Réglons notre approche vers la tentative d'une observation du
passé récent: les trente dernières années.
Tous les
individus sont confrontés à une dysharmonie croissante
entre le devenir et l’évolution des besoins particuliers
avec l’évolution des techniques économiques
liées à la production de masse. L’écart se
creuse entre la mémoire individuelle et le monde qui se
construit. La première conséquence s’identifierait
dans la lecture des déceptions contemporaines et des
inquiétudes des populations, en particulier de la jeunesse (les
derniers héritiers). Nous définissons le terme de
production dans son sens le plus large ajoutant aux critères de
production industrielle ceux de la production de services, notamment la
production des projets de développement sociaux et politiques,
mais aussi l’ensemble de la production culturelle et artistique.
Nous
considérons la mémoire comme l’archive des
élaborations d’aspirations et projets personnels. Les
divergences entre celle-ci et les besoins de la société
posent la question de l’autonomie des personnes dans une
structure sociale donnée. Une autre question surplombe et
précise ces divergences entre la mémoire collective et la
mémoire individuelle : la mémoire nourrit-elle la notion
d’intérêt ? L’intérêt est pris
ici aussi bien dans la direction d’activités
bénévoles, culturelles ou philanthropiques dites «
désintéressées » que vers des gains
d’objets matériels, patrimoniaux ou financiers.
Le 20ème
siècle supportait le déficit de trois processus en pleine
évolution et étroitement liés :
l’urbanisation, l’industrialisation et les nouvelles
technologies de l’information et de la communication.

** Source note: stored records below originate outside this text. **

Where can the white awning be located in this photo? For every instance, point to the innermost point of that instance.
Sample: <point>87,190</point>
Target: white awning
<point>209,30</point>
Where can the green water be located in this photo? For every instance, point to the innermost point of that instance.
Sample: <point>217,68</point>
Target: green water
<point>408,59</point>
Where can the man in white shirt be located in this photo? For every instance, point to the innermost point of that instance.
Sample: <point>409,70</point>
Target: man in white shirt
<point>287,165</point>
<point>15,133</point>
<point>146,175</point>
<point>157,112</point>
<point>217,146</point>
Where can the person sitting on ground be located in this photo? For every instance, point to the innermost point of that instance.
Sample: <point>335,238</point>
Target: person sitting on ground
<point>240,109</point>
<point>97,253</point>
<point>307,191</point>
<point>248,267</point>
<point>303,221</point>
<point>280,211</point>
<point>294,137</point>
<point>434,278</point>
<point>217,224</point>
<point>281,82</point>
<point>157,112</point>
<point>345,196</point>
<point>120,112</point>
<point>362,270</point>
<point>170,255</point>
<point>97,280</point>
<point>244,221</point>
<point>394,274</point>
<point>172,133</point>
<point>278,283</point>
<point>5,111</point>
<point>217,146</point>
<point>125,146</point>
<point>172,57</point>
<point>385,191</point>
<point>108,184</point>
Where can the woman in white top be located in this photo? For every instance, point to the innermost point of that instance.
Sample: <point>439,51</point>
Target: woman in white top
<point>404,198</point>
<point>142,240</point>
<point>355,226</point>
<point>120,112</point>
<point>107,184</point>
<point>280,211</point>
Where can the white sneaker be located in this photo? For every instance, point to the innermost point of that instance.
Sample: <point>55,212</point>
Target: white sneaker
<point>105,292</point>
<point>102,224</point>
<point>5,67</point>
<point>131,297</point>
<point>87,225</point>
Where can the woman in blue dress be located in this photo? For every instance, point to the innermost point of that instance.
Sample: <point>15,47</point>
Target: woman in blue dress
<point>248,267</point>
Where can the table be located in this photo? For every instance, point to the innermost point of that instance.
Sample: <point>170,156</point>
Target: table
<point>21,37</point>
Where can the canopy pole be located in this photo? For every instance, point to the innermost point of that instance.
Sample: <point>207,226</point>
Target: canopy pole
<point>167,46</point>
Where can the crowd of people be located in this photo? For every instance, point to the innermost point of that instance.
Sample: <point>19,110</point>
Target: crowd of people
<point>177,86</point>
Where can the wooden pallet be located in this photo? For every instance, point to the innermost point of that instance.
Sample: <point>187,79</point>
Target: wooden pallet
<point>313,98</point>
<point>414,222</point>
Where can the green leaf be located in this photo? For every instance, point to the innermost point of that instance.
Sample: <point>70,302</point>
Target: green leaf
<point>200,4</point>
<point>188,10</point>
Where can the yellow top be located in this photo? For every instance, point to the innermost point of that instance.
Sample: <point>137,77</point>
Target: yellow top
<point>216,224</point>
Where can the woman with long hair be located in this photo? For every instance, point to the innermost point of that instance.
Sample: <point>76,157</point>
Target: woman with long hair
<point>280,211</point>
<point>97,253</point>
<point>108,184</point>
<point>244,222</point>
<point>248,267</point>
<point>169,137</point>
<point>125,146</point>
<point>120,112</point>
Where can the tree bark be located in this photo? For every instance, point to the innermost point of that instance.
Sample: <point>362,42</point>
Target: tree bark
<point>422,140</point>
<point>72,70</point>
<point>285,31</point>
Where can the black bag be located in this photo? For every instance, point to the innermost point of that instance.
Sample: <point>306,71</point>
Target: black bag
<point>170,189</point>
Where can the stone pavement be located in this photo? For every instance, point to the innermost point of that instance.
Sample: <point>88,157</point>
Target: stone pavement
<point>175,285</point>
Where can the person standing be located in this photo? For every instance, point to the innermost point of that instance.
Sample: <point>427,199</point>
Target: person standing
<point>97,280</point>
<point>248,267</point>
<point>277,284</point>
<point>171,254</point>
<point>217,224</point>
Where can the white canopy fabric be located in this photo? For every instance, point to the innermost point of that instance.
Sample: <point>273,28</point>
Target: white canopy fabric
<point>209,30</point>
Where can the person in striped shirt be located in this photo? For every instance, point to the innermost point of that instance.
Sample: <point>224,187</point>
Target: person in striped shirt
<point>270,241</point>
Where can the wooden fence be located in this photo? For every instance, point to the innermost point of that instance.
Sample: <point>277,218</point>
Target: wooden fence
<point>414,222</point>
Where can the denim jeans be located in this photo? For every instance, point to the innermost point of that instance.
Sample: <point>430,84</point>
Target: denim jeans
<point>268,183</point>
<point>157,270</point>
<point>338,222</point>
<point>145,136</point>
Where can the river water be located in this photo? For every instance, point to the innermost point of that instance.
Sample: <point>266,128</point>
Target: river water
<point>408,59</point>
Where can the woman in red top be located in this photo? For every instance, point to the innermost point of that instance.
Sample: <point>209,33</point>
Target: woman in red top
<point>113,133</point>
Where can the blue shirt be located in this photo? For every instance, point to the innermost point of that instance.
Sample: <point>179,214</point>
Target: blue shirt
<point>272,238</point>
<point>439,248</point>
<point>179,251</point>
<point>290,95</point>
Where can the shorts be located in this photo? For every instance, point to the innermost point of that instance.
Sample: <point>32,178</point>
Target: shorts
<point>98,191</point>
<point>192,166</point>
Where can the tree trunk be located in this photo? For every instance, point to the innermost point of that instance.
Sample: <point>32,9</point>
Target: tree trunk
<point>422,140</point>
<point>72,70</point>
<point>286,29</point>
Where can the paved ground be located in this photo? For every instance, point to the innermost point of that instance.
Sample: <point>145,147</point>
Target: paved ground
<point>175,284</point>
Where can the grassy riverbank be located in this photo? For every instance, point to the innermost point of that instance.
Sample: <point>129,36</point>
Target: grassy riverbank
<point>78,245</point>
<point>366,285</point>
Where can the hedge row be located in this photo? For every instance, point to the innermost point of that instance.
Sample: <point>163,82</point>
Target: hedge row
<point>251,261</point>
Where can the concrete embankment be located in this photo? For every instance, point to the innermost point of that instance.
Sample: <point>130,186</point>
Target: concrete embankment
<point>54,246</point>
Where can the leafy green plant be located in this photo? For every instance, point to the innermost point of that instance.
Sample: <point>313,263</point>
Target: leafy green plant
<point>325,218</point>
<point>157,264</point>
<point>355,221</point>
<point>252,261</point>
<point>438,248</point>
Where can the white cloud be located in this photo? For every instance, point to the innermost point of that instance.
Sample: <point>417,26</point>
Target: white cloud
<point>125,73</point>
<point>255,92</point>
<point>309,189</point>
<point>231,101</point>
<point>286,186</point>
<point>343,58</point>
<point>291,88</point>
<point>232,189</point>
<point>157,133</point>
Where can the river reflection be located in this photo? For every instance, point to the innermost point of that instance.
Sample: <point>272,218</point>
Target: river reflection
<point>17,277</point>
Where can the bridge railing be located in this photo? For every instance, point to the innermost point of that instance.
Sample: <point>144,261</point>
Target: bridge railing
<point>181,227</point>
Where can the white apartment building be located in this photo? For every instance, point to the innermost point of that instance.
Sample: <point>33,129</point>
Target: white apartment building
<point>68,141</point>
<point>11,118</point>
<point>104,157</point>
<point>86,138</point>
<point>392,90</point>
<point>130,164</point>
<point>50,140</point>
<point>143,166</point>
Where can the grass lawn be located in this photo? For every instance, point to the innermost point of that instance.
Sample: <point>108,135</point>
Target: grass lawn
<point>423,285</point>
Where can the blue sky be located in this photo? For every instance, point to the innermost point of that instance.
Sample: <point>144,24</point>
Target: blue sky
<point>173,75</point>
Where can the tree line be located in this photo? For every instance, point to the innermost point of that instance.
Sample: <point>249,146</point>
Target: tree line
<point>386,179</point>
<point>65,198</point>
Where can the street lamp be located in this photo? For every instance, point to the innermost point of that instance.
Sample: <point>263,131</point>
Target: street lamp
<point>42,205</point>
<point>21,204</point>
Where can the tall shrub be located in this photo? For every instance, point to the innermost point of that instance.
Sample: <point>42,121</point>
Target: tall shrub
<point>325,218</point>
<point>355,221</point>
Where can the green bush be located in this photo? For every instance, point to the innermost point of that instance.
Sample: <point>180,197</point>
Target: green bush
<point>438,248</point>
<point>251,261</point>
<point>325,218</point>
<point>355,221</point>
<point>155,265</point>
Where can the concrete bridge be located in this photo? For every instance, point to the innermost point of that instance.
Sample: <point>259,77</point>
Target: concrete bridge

Nous
associons cette triade à la terminologie de territoire dans la
mesure où ces trois aspects ont fortement modifiés les
repérages des espaces géographiques de rencontre et de
lien social, par conséquent les lieux d’inscriptions
mémorielles. « Ils [les hommes] forment ensemble une
continuité historico sociale dans laquelle chaque individu
–en tant que partie de cet ensemble- pénètre
à partir d’un certain lieu », Norbert ELIAS nous
convie à préciser ce lieu. Nous accordons une attention
particulière quant aux problèmes de catégorisation
liés à nos travaux et de la transformation de ces
catégories par les espaces géographiques et les
proximités de mémoires. Une attention particulière
vers la mémoire artistique, des musiciens, des peintres, des
auteurs éclaircira notre cheminement tout comme
l'appréciation de la mémoire depuis le point de vue de la
philosophie.
Nos rencontres
avec Michel WIEVORKA, Armand TOUATI ou Serge TISSERON autour de
considérations sur la violence, la jeunesse et les travailleurs
sociaux nous avait encouragé lors de travaux antérieurs
à ne pas renoncer devant le bien fondé du questionnement,
du déplacement permanent autour de l’objet. Par
distinction, hors classification, l’effort de
déconstruction était devenu contagion, endémie
d’une expression de mal être de travailleurs sociaux sur
l'ensemble d'un territoire, au risque majeur que l’usager ne
devienne, encore plus qu’avant, l’étayage des
premiers.
Aujourd'hui nos
convictions sont de regarder l’espace social comme un lieu
où se posent et s’imposent des causes qui se fabriquent
dans et par ces espaces. Mémoire collective dominante,
mémoire individuelle dominée, entre deux, « trou
» de mémoire, force inconnue, oubli de mémoire nous
ont interpellé jusqu’à ce que nous décelions
les signes de mémoires en déshérences. C’est
vers le repérage de ces dernières que nous vous convions.
« Que la
mémoire de toutes choses passées demeurera éteinte
et assoupie comme de chose non advenue. Et ne sera loisible ni permis
à nos procureurs-généraux ni autres personnes
quelconques, publiques ni privées, en quelque temps ni pour
quelque occasion que ce soit, en faire mention, procès ou
poursuite en aucune cour ou juridiction que ce soit... » C'est
sans doute parce que « la mémoire est la
répercussion, dans la sphère de la connaissance, de
l'indétermination de notre volonté » que le roi
Henri IV se décida dans l'Edit de Nantes d'archiver à
tout jamais une nuisible évocation du passé ...autre que
celle de l'histoire.ns qu’il n’existe des problèmes
de jeunes que parce qu’il existe des problèmes
d’adultes non résolus. En insistant sur le fait
qu’il nous était impossible de répondre aux
violences et déceptions des parcours de vie en désignant
une population particulière, stigmatisée, folle ou
marginale, mais qu’il nous fallait aussi s’interroger sur
la violence sous-jacente aux institutions ainsi qu’à tous
les processus d’organisation sociale, la question de
mémoire devenait tout à fait impertinente et
indispensable à la fois. La jeunesse ne nous apparaît
alors plus seule à être en cause. L'a-t-elle jamais
été? Chaque groupe humain, sociotype, catégorie
est concerné.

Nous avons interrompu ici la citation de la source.